Commuting by bus in Mexico

Commuting by bus in Mexico

Choosing the perfect seat.

Choosing the best seat is important for a 40-minute commute in Toluca, this mid-sized city in Mexico where I live. The buses are different from in the United States: they're a third shorter, with the boxy dimensions of a large passenger van. Most are beat up inside and out.

Old advertisements peeled off the outer walls of the vehicle left streaks and scratches. Fenders are beaten to a pockmarked pulp, or are nonexistent. The seats inside are worn down to the underlying fabric, torn or completely open, exposing dark grey foam. They might be disconnected from the metal bracings. This is your worst seat.

In fairness, there are a lot of new buses. They are sparkling clean and more spacious. They have the government slogan on the walls. When a different political party takes charge, they repaint the buses and garbage trucks and put up promotional signs. Right now the slogans are variations on “Piensa en Grande:” Think Big.

Mexican roads are full of speed bumps. Often an impatient bus driver will get his front tires over it gently, only to speed up and hit the back tires hard. So if you are in the back half of the bus you will bounce up in the air like if you did back in elementary school while singing that awful song. How did it go again?

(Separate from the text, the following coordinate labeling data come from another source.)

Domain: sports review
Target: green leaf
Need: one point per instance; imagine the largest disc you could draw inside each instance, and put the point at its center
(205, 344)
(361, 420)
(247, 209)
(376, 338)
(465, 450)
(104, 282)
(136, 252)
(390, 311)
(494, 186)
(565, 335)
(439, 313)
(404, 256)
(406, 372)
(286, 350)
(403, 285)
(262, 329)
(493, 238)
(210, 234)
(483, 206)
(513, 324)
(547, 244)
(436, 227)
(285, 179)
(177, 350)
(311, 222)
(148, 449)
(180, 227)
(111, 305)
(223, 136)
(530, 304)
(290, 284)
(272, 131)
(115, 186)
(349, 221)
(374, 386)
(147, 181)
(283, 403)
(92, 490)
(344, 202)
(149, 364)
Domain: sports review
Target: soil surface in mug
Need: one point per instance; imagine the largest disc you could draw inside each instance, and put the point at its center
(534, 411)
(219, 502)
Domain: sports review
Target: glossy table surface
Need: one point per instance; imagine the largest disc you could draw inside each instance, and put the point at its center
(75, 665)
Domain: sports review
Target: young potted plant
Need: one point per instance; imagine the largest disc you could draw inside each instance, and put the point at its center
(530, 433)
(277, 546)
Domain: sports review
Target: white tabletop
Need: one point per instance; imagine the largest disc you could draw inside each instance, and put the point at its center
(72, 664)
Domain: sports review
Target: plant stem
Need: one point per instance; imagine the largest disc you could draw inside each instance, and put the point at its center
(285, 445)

But don’t sit in the front seats. An old woman or pregnant lady is bound to get on, and as a gentlemen (or woman) you are bound to offer her the seat.

So you are best off somewhere in the middle. But which side? The sun can blaze pretty hard through the windows on a smoggy street.

I take the same route every day, but at different times. Most days I can’t remember and end up surprised. Sometimes it is nice to get that sun. Usually the shade is nicer. But nothing beats getting off that bus and getting your land legs back.